管理運営の基礎知識と事例

 

会員の実践紹介

■おことわり 内容は記事末尾に記載の時点のものです

枚方光善寺スカイハイツ

[枚方市出口3 総戸数:89戸 棟数:1棟 建築・分譲開始:1980年]

管理組合について

1980年竣工、築30年目になる89戸の比較的小規模なマンションです。京阪光善寺駅から徒歩10分弱、近くには国道1号線・170号線が通っている便利な環境にあります。
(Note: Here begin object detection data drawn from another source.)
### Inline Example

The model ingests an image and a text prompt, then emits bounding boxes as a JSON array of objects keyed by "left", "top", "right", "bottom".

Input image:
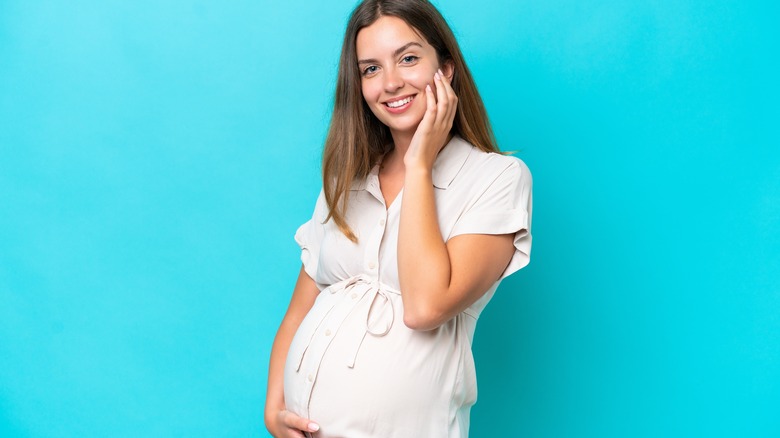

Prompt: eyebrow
[{"left": 358, "top": 41, "right": 422, "bottom": 64}]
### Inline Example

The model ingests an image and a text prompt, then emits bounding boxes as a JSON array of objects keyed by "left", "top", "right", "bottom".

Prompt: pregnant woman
[{"left": 265, "top": 0, "right": 531, "bottom": 438}]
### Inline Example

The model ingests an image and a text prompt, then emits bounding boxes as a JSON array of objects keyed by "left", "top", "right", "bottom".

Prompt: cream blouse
[{"left": 284, "top": 136, "right": 532, "bottom": 438}]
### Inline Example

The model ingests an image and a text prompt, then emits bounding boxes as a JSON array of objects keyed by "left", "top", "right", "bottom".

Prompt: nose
[{"left": 384, "top": 68, "right": 404, "bottom": 93}]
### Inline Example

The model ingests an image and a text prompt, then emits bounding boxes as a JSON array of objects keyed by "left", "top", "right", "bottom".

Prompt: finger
[
  {"left": 282, "top": 411, "right": 320, "bottom": 432},
  {"left": 439, "top": 69, "right": 458, "bottom": 120},
  {"left": 433, "top": 71, "right": 450, "bottom": 124},
  {"left": 418, "top": 85, "right": 438, "bottom": 129}
]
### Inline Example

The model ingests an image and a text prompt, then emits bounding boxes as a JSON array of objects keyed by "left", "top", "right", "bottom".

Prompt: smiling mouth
[{"left": 385, "top": 96, "right": 414, "bottom": 108}]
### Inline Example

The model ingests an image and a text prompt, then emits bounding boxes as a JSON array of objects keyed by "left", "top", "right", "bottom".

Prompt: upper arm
[
  {"left": 437, "top": 234, "right": 515, "bottom": 323},
  {"left": 282, "top": 266, "right": 320, "bottom": 329}
]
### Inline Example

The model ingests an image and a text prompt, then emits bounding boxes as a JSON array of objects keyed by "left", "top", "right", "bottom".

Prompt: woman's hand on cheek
[{"left": 404, "top": 70, "right": 458, "bottom": 170}]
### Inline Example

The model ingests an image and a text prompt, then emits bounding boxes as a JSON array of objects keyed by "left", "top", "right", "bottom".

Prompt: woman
[{"left": 265, "top": 0, "right": 531, "bottom": 438}]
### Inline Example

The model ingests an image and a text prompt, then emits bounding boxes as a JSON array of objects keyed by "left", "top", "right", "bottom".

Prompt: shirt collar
[{"left": 351, "top": 135, "right": 474, "bottom": 190}]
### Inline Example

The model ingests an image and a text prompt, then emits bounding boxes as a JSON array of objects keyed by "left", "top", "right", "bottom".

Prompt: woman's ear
[{"left": 441, "top": 59, "right": 455, "bottom": 82}]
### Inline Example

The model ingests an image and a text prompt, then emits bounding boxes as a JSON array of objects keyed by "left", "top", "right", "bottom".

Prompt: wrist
[{"left": 404, "top": 163, "right": 433, "bottom": 181}]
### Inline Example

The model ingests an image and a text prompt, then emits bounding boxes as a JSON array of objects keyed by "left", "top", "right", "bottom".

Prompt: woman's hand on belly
[{"left": 266, "top": 409, "right": 320, "bottom": 438}]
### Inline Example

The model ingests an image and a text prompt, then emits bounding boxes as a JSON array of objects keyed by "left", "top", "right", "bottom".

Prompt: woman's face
[{"left": 356, "top": 16, "right": 452, "bottom": 139}]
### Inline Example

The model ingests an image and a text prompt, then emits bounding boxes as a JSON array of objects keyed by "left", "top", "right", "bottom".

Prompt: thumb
[{"left": 283, "top": 411, "right": 320, "bottom": 432}]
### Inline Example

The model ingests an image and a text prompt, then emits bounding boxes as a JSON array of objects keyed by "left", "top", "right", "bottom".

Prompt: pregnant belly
[{"left": 284, "top": 281, "right": 476, "bottom": 437}]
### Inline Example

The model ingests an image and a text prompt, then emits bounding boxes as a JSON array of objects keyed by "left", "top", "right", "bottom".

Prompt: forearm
[
  {"left": 265, "top": 267, "right": 319, "bottom": 436},
  {"left": 265, "top": 321, "right": 297, "bottom": 432},
  {"left": 398, "top": 168, "right": 451, "bottom": 329}
]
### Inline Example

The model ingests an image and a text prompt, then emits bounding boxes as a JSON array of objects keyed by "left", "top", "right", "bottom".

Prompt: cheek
[
  {"left": 360, "top": 81, "right": 380, "bottom": 105},
  {"left": 404, "top": 69, "right": 434, "bottom": 90}
]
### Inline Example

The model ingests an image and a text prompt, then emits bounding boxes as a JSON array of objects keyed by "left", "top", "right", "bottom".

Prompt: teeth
[{"left": 387, "top": 96, "right": 414, "bottom": 108}]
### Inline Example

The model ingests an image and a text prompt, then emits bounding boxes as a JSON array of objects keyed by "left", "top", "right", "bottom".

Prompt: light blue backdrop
[{"left": 0, "top": 0, "right": 780, "bottom": 437}]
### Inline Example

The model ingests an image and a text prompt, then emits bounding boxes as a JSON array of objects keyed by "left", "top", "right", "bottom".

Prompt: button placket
[{"left": 298, "top": 279, "right": 371, "bottom": 412}]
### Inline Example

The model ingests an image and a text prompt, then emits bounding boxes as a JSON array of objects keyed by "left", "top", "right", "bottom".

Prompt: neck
[{"left": 392, "top": 132, "right": 414, "bottom": 161}]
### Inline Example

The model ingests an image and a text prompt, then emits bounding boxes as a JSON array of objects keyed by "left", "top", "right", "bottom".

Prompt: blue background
[{"left": 0, "top": 0, "right": 780, "bottom": 437}]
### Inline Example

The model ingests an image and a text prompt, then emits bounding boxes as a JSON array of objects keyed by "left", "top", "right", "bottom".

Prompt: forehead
[{"left": 355, "top": 16, "right": 432, "bottom": 59}]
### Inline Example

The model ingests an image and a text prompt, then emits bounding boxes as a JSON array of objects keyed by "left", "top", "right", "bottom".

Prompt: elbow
[{"left": 404, "top": 309, "right": 445, "bottom": 331}]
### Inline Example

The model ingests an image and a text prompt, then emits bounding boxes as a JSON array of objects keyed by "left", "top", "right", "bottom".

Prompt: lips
[{"left": 384, "top": 95, "right": 415, "bottom": 114}]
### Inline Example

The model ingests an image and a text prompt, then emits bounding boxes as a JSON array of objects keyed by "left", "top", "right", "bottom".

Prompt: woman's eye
[{"left": 363, "top": 65, "right": 377, "bottom": 76}]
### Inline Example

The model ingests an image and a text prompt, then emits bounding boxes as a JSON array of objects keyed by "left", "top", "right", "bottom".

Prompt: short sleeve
[
  {"left": 295, "top": 190, "right": 328, "bottom": 281},
  {"left": 450, "top": 157, "right": 533, "bottom": 279}
]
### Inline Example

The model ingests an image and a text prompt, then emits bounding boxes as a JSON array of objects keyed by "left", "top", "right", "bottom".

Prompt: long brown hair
[{"left": 322, "top": 0, "right": 498, "bottom": 242}]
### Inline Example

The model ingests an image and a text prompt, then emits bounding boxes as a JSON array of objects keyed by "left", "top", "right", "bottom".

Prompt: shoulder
[{"left": 462, "top": 140, "right": 532, "bottom": 183}]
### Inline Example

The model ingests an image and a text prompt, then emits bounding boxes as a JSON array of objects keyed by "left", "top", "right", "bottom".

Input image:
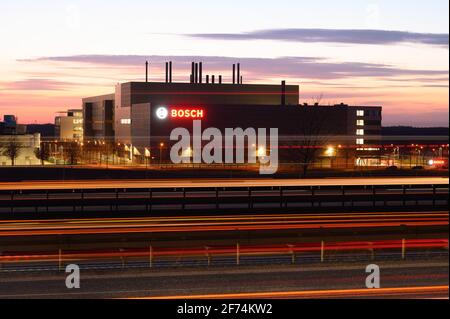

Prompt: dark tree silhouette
[
  {"left": 0, "top": 137, "right": 22, "bottom": 166},
  {"left": 297, "top": 106, "right": 330, "bottom": 177},
  {"left": 63, "top": 142, "right": 81, "bottom": 165},
  {"left": 34, "top": 143, "right": 50, "bottom": 165}
]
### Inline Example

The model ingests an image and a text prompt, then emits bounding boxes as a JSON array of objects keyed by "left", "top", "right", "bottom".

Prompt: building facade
[{"left": 83, "top": 62, "right": 382, "bottom": 165}]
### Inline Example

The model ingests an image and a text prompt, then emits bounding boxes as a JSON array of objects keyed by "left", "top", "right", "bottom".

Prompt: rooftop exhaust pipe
[
  {"left": 237, "top": 63, "right": 241, "bottom": 84},
  {"left": 281, "top": 80, "right": 286, "bottom": 106},
  {"left": 233, "top": 64, "right": 236, "bottom": 84},
  {"left": 166, "top": 62, "right": 169, "bottom": 83},
  {"left": 145, "top": 61, "right": 148, "bottom": 82},
  {"left": 194, "top": 63, "right": 198, "bottom": 83}
]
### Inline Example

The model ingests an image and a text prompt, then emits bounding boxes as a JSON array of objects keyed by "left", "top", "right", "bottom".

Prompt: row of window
[{"left": 356, "top": 110, "right": 381, "bottom": 116}]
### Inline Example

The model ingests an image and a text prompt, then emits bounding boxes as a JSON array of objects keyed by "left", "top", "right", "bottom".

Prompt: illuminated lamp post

昨年の2月に、1995年以来2回目の大規模修繕工事を終え、外観も文字通り一新しました。

昨年はさらに、懸案であったデジタル放送対応工事とエレベータの準撤去リニューアル工事も実施しました。

また今年は、集会室のリフォームを行う予定です。以前の住み込み管理員の居室をそのまま集会室として使っており、使い勝手も悪い為、集会室に相応しく改装します。

一方、年々住民が高齢化しており、一人暮らしのお年寄りも増えていることから、集会室の活用を含めてコミュニティ活動の活性化が今後の課題です。

[20100509 会報第14号に掲載]

経費削減

光善寺スカイハイツは役員が1年で総入れ替えになることもあり、長期的に管理組合の運営を考えたり、経費削減に取り組むといったことが十分できていません。問題意識の高い理事長の時に、単発的に取り組んでいるのが実状です。委員会組織等を作って、もう少し長期的に取り組んでいく必要があると感じています。従ってあまり参考にならないかも知れませんが、2つの事例を紹介させていただきます。

①委託管理費の削減

当マンションは竣工以来、管理員は夫婦2人の住み込みの形態でした。近所のマンションも徐々に通勤1名の形態に切り替えられていましたが、夜間の安心感から住民からも特に異論はありませんでした。しかし、他のマンションと比べると同一形態でも費用が高めであることがわかり、管理会社と交渉しました。日常の清掃作業の頻度を減らし、清掃作業の費用を下げるとともに、清掃作業の一部を管理業務に組み込む等管理業務の仕様見直しを行い、かつ費用削減を実現しました。従来970万円/年程度の費用であったものが880万円になり、約90万円/年の削減になりました。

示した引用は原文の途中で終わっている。